GLOBAL SMARTPHONE BRANDS FACE MASS EXTINCTION

BY ROBYN MAK

Smartphone brands are heading for extinction in 2016. The industry’s growth rate dipped below 10 percent this year. Apple and Samsung’s high-end phones are taking most of the spoils, while upstarts like China’s Xiaomi are picking up first-time buyers. Loss-making brands from HTC to Sony may be forced to conclude the game is over.

The smartphone industry grew at a single-digit rate this year for the first time, according to data from IDC. Just two years ago, the industry was expanding at a breakneck 40 percent. Demand from China – the world’s largest handset market and once the driver of growth – will be flat this year.

The slowdown suggests two things. First, the market is saturated: existing smartphone owners outnumber first-time buyers. The People’s Republic, which accounts for 30 percent of global shipments, has joined North America and Western Europe to become a replacement market where sales are driven by upgrades.

That’s good news for premium handset makers like Apple and Samsung. The $600 billion iPhone maker grabbed a staggering 94 percent of the industry’s profits in the three months to September, analysts at Canaccord Genuity reckon. Samsung remains the only big Android phone maker that is profitable.

Second, first-time buyers in emerging markets will power growth. Handset shipments in the Middle East and Africa rose 50 percent year on year in 2015, IDC estimates. Chinese groups Xiaomi and Huawei – which catapulted to third place in shipments this year – have just entered those markets selling budget phones. Fierce battles are also playing out in India, where locals Micromax and Intex are fighting Samsung.

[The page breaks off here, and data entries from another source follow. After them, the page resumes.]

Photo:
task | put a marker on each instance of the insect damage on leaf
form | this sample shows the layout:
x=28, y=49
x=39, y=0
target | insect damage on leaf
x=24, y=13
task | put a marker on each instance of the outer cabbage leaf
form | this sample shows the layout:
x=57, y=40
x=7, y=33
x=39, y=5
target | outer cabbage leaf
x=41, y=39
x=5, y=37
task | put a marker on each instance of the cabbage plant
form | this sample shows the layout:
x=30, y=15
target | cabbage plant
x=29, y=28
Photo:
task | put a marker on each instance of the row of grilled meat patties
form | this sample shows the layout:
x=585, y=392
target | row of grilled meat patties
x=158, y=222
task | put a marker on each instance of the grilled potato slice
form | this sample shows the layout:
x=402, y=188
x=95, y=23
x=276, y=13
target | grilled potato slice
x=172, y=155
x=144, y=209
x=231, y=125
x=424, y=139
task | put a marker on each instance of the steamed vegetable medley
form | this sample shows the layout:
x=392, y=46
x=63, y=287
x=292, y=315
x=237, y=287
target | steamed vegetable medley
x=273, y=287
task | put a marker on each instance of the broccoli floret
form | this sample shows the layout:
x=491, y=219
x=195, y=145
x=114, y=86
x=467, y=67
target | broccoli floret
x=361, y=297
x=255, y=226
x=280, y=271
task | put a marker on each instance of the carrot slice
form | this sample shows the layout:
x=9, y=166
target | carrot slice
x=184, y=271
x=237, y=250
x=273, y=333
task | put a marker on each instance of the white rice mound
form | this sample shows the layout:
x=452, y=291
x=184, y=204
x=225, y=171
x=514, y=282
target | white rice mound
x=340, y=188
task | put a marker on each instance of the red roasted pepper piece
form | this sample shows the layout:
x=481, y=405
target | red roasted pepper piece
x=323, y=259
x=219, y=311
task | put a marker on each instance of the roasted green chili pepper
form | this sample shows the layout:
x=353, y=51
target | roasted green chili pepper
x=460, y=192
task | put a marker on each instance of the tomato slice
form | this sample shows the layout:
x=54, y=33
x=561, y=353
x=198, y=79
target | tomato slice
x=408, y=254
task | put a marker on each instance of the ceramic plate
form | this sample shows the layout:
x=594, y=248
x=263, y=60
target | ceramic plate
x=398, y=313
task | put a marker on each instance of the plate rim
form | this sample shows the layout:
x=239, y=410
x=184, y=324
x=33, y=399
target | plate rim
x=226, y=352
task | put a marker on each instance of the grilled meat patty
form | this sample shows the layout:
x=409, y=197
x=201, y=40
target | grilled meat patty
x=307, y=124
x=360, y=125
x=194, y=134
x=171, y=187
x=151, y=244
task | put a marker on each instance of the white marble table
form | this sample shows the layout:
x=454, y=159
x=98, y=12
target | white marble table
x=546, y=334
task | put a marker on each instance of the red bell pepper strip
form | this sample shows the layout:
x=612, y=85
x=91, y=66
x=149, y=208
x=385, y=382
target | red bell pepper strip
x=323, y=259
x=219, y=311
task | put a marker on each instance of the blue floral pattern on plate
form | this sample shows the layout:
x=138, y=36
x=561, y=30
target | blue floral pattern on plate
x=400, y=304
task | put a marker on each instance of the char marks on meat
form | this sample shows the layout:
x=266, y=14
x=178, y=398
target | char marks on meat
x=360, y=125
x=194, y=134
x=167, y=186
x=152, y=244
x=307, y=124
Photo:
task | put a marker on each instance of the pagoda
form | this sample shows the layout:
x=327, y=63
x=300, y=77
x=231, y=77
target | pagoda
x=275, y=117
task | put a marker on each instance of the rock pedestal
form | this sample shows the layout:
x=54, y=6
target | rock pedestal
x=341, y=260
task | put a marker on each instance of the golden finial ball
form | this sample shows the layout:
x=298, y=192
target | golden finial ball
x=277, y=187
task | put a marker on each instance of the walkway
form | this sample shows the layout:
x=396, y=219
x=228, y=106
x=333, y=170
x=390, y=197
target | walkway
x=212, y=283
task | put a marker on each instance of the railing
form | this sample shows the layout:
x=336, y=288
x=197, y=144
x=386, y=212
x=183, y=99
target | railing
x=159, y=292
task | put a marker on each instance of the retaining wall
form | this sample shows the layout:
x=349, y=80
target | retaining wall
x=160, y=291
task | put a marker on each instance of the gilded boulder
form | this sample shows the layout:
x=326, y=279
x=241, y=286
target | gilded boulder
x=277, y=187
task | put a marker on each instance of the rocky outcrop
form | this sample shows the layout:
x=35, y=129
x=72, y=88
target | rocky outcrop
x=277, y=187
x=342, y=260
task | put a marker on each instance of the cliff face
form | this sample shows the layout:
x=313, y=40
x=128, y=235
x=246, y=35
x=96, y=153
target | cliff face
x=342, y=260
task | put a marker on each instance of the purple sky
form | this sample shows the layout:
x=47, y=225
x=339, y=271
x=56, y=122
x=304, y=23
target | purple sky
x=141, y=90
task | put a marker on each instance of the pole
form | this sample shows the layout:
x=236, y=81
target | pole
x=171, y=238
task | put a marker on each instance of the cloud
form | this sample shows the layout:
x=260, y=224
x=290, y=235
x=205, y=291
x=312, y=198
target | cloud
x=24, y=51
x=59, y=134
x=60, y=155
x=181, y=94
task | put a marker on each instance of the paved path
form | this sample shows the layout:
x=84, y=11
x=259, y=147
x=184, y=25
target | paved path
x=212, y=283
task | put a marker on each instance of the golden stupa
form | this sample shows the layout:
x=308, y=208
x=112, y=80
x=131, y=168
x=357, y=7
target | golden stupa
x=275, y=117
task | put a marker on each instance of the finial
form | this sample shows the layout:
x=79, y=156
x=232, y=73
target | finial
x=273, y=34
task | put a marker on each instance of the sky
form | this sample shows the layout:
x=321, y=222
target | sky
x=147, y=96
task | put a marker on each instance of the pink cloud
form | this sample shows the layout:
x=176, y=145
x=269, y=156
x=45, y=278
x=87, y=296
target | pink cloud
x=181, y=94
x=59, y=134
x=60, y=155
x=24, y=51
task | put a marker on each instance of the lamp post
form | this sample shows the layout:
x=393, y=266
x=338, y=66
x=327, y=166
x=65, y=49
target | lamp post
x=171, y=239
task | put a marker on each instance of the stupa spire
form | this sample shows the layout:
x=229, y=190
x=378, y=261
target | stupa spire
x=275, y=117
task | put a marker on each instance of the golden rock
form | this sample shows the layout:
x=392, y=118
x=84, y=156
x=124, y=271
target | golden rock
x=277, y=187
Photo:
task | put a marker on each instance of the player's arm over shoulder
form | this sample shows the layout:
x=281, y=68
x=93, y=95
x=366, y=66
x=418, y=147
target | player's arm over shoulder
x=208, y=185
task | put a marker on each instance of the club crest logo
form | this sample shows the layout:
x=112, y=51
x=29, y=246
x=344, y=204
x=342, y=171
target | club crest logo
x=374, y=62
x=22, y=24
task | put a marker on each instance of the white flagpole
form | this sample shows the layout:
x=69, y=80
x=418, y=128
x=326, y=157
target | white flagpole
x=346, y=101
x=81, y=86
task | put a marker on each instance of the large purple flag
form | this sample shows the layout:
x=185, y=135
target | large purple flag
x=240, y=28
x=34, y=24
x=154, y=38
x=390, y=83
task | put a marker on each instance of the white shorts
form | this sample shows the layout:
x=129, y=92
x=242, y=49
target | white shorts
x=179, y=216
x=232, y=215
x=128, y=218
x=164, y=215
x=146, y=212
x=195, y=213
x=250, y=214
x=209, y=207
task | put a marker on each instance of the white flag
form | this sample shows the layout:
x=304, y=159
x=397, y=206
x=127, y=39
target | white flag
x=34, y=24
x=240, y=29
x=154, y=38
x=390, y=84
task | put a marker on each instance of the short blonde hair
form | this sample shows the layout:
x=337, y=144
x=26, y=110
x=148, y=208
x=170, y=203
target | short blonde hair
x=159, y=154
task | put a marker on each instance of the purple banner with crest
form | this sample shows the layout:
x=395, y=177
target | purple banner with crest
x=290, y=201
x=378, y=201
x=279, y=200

Those without Apple-level margins or Huawei’s scale may not survive. The loss-making HTC is already on life support as its $1.3 billion cash pile dwindles. The launch of the group’s $500 iPhone rival is unlikely to be a turning point: analysts expect HTC’s market share for next year to stay flat at around 1 percent. Ailing Japanese conglomerates, from Sony to Kyocera, will be under pressure to shut down unprofitable mobile units. Even smartphone pioneer BlackBerry may be forced to give up on hardware if sales of its latest model disappoint. 2016 may be the beginning of the end for many.